Isolating stem cells
But what’s the recipe for obtaining organoids? The main ingredient is stem cells, which are distinctive for proliferating by division and specialising into any type of cell (neurons, muscle cells, liver cells, etc.). Two types of stem cell are used, the first being those naturally present in certain organs such as the lungs or intestine. “In these organs, stem cells are constantly dividing in order to renew tissues – within a few days in the intestine – and repair them in the event of a lesion. It is this phenomenon that we exploit in the laboratory to produce organoids,” explains Céline Cougoule, at the IPBS.1 The first intestinal organoids were thus created in 2009 by scientists in the Netherlands.
These miniature versions can also be produced from so-called “induced” stem cells (or iPS). These are differentiated adult cells that have been genetically reprogrammed to the state of stem cells. This technique has revolutionised the field of organoid research due to the simplicity of its implementation – adult cells are collected from the skin or blood of an individual – and also because it does not require the controversial use of embryonic stem cells. This is the method applied to obtain retinal or brain organoids (cerebroids).

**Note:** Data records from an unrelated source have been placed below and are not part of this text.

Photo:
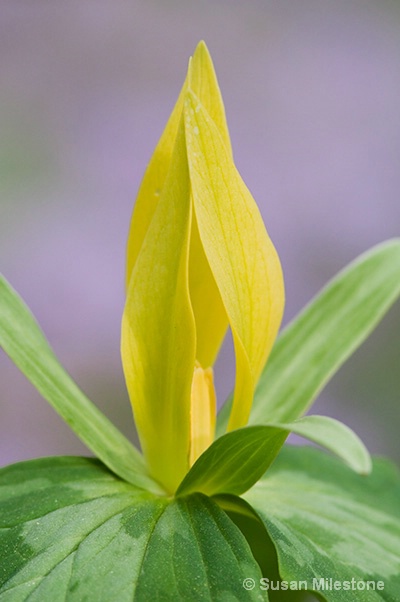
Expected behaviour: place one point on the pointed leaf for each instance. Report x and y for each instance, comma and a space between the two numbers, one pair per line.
235, 461
328, 523
336, 437
69, 530
22, 339
241, 256
318, 341
158, 331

Cultivating a 3D miniature replica
Once the stem cells have been isolated, they are placed in a nutrient gel that provides them with a matrix to grow under 3D conditions; by adding a cocktail of substances that stimulate differentiation, the cells specialise and organise themselves spontaneously into a three-dimensional architecture that replicates that of a tissue or organ, with the same variety of cell types. This approach, which follows the same processes as those that occur during the formation of an embryo, makes it possible to obtain a sufficiently mature organoid within a week for an intestinoid, or several months for a cerebroid.
Unlike traditional (flat) cell culture on the bottom of a Petri dish, organoids are game-changers. Their 3D structure, combined with the fact that they contain several cell types that can interact in the same way as in a real organ, means that they can mimic its functioning much more successfully. They can also reproduce some of its principal functions; for example, secretion and absorption for an intestinoid and even electrical activity for a cerebroid, as shown by an American team in 2019.

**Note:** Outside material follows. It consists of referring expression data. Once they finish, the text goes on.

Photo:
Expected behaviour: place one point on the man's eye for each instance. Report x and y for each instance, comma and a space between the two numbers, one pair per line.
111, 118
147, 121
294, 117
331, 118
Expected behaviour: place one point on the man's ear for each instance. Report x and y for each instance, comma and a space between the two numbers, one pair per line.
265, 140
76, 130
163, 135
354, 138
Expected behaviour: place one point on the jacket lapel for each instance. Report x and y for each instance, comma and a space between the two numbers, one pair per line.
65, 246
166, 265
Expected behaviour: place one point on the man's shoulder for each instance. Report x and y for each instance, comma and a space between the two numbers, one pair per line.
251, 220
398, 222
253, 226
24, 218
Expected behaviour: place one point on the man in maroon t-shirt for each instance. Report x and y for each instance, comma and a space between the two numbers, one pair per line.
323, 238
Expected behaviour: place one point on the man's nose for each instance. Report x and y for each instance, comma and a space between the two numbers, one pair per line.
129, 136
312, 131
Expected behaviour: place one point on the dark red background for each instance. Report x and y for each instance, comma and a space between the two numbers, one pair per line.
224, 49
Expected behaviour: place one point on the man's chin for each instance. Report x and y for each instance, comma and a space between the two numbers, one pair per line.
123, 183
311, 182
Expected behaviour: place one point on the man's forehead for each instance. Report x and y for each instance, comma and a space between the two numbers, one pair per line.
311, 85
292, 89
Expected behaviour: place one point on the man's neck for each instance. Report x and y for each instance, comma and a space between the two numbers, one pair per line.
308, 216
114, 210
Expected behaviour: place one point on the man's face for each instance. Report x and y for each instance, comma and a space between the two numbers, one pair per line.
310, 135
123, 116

When compared to the animal models used by biologists, organoids represent a breakthrough. “Because they are obtained from human material, they are more predictive of how a disease develops in humans, or how people respond to an infection or drug therapy,” points out Jean-Luc Galzi, directof of the CNRS research infrastructure, ChemBioFrance. It is therefore easy to understand why these miniature replicas, which were initially designed to study the processes at work during the development of our organs – difficult to observe in vivo – now make it possible to envisage numerous therapeutic applications.
Deciphering diseases
First of all, organoids offer excellent living material for deciphering diseases. Indeed, since they can be created using stem cells from patients, these 3D aggregates also reproduce their tissue abnormalities. This enables an understanding of the molecular or cellular mechanisms underlying pathologies. They can also be used to test therapeutic solutions, under the assumption that what will work to “treat” the copy of the organ will have a good chance of also being effective in the patient’s body.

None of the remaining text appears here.